The main aim of analytics engine is to get data from mqtt broker in stream format and apply rules on incoming data in real time and produce alert/action on mqtt broker. Getting data through pipeline and applying analysis function is done by using Apache Beam.
Apache Beam is an open source, unified model for defining both batch and streaming data-parallel processing pipelines. Using one of the open source Beam SDKs, we can build a program that defines the pipeline.
There are many frameworks like Hadoop, Spark, Flink, Google Cloud Dataflow etc for stream processing. But there was no unified API to binds all such frameworks and data sources. It was needed to abstract out the application logic from these Big Data frameworks. Apache Beam framework provides this abstraction between your application logic and big data ecosystem.

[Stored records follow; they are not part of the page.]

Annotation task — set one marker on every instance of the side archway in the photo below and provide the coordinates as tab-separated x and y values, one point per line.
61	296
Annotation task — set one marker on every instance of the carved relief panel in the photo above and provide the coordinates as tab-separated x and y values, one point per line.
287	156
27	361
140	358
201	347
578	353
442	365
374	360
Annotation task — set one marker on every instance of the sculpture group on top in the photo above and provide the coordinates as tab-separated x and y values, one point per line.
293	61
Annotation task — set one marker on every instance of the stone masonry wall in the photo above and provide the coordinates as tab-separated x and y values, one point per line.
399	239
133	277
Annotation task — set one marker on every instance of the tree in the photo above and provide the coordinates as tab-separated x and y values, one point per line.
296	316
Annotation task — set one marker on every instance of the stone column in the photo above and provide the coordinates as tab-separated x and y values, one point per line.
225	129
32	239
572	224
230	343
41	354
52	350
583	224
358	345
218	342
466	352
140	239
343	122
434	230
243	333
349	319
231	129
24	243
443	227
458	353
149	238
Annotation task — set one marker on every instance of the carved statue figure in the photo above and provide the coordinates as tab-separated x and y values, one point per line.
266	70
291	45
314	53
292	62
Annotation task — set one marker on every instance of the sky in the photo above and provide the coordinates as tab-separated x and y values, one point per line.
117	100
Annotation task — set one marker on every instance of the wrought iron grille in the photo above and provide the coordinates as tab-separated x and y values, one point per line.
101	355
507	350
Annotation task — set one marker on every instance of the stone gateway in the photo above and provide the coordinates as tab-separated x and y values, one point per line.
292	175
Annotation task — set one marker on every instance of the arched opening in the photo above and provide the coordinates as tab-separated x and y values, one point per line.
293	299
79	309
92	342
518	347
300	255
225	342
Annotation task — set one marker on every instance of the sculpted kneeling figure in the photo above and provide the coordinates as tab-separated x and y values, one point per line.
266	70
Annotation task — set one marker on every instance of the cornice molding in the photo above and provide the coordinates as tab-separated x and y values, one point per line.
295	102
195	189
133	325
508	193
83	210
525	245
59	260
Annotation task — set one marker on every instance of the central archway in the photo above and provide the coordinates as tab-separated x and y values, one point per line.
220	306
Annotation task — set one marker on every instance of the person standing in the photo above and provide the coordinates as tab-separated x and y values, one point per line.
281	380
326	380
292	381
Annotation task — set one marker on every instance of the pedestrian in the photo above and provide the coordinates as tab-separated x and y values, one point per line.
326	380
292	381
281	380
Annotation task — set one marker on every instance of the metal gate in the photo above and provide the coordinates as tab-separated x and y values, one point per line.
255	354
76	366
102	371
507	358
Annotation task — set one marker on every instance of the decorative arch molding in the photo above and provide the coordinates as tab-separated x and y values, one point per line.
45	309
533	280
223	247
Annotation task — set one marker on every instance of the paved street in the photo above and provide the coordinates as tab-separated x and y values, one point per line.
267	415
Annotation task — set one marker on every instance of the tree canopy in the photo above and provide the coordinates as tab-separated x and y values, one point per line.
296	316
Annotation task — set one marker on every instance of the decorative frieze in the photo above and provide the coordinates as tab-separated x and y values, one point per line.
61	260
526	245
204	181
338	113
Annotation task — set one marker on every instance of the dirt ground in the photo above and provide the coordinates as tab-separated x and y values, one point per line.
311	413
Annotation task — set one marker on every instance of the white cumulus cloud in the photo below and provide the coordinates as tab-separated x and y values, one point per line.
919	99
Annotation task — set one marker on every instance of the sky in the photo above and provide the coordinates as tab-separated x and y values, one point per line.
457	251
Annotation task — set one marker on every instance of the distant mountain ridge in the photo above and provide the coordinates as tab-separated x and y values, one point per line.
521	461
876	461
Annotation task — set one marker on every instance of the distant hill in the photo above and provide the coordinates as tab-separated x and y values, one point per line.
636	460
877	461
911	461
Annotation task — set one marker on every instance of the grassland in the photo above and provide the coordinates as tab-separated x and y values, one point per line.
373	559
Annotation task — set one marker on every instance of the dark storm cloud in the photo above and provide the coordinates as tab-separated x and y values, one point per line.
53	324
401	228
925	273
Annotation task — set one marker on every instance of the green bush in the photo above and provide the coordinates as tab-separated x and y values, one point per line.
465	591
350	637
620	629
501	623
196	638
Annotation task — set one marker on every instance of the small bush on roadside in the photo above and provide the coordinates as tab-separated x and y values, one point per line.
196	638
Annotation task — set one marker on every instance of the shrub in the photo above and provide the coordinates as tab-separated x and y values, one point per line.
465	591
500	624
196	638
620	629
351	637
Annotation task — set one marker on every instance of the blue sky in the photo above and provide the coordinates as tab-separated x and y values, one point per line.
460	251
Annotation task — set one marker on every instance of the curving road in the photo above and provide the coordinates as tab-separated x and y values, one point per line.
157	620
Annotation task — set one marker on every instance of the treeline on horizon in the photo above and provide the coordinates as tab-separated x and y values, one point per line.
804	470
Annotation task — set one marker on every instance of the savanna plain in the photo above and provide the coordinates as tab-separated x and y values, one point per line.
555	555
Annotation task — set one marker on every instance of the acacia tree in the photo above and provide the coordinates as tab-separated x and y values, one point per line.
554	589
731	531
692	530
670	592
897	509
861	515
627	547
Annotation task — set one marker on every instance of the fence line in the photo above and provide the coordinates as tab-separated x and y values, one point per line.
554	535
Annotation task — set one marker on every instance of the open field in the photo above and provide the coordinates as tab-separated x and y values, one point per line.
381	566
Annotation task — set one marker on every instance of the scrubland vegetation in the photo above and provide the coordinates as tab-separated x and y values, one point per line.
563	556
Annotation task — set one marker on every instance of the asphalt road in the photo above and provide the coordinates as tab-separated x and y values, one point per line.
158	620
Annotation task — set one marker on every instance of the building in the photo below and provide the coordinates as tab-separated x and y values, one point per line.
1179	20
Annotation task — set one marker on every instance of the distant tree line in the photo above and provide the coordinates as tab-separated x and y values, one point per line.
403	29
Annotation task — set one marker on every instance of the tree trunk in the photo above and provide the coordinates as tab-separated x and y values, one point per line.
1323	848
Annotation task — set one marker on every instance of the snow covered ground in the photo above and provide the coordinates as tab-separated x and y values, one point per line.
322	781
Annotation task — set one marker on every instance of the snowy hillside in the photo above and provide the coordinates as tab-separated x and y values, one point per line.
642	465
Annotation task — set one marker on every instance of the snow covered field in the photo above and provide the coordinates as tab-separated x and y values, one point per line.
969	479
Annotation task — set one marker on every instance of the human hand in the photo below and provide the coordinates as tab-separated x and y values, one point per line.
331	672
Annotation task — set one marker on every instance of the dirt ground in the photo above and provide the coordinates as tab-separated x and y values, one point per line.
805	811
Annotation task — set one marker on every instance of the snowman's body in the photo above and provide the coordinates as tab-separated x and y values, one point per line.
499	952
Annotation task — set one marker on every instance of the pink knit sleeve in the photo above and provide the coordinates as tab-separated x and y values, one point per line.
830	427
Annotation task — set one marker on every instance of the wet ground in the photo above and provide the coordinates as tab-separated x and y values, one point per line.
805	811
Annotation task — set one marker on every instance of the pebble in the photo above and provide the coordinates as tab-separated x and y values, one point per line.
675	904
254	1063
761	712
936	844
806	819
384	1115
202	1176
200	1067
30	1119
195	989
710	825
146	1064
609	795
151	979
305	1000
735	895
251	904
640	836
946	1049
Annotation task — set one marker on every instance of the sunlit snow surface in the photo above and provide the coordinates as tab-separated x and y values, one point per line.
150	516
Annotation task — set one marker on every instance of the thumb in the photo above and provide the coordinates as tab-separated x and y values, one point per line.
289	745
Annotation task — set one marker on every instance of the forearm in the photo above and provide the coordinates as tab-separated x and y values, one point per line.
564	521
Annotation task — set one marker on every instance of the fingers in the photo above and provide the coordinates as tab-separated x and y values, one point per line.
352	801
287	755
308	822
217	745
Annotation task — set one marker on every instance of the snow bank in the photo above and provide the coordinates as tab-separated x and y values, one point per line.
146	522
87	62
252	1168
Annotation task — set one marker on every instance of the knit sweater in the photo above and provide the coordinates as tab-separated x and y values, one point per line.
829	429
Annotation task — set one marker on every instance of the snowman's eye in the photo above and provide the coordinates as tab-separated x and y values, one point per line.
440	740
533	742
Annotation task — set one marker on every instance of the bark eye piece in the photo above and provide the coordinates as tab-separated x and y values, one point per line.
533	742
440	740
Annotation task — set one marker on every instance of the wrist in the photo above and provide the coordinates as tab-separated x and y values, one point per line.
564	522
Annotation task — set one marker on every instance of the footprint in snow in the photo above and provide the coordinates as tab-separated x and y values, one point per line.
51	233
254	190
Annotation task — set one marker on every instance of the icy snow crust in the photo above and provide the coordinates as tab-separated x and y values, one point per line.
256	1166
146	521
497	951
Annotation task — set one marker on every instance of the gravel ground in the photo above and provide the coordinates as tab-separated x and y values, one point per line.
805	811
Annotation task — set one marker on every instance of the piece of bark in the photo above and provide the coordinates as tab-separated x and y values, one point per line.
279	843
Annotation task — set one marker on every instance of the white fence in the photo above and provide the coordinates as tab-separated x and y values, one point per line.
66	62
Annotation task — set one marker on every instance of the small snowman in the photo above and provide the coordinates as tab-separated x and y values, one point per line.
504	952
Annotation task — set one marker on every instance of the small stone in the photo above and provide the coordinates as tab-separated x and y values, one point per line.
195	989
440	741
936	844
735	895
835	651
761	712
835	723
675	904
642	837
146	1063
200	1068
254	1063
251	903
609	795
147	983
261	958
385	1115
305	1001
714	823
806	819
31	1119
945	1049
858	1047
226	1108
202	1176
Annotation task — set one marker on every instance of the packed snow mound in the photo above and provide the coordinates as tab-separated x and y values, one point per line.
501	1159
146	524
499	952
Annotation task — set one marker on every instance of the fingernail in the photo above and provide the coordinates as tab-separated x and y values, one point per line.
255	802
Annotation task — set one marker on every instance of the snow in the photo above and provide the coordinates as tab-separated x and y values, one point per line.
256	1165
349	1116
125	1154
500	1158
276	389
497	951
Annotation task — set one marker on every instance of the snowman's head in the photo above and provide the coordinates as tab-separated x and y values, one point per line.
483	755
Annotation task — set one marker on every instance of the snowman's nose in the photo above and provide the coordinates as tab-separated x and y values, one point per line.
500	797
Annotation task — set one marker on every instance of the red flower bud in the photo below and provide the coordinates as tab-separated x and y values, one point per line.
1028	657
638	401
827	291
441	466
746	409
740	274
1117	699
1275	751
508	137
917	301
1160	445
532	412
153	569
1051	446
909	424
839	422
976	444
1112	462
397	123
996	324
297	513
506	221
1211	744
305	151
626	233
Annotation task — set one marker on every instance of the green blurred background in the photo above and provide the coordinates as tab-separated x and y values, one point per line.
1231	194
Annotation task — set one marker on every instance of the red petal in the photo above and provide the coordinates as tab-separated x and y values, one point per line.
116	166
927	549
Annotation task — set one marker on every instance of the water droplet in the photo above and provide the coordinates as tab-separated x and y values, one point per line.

- A generic dataflow-based model for building an abstract pipeline which could be run on any runtime like Flink/Samza etc.
- The same pipeline code can be executed on cloud(eg. Huawei Cloud Stream based on Apache Flink) and on the edge with a custom backend which can efficiently schedule workloads in an edge cluster and perform distributed analytics.
- Apache Beam integrates well with TensorFlow for machine learning which is a key use-case for edge.
- Beam has support for most of the functions required for stream processing and analytics.
- Basic mqtt read/write support in Apache Beam for batch data
- Reads data from an mqtt topic
- Create PCollection of read data and use it as the initial data for pipeline
- Do a filtering over the data
- Publish an alert on a topic if reading exceeds the value
- Golang(version: 1.11.4+)
- KubeEdge(version: v0.1+)
- Docker(version: 18.06.1-ce+)
For demo 1.1: Pull the docker image from dockerhub by using following command
$ sudo docker pull containerise/ke_apache_beam:ke_apache_analysis_v1.1
For demo 1.2: Pull the docker image from dockerhub by using following command
$ sudo docker pull containerise/ke_apache_beam:ke_apache_analysis_v1.2
Run the command
$ docker images
This will shows all images created. Check image named ke_apache_analysis_v1.1 or ke_apache_analysis_v1.2
Follows steps from here to setup prerequisite environment.
Try out a application deployment by following below steps.
$ kubectl apply -f examples/KE-Apache-Beam-Analysis/KE-Apache-Beam-Deployment.yaml
Then you can use below command to check if the application is normally running.
kubectl get pods
To check result, publish dummy data by using testmachine.
Add following vendor packages:
$ go get -u github.com/yosssi/gmq/mqtt
$ go get -u github.com/yosssi/gmq/mqtt/client
run:
$ go build testmachine.go
$ ./testmachine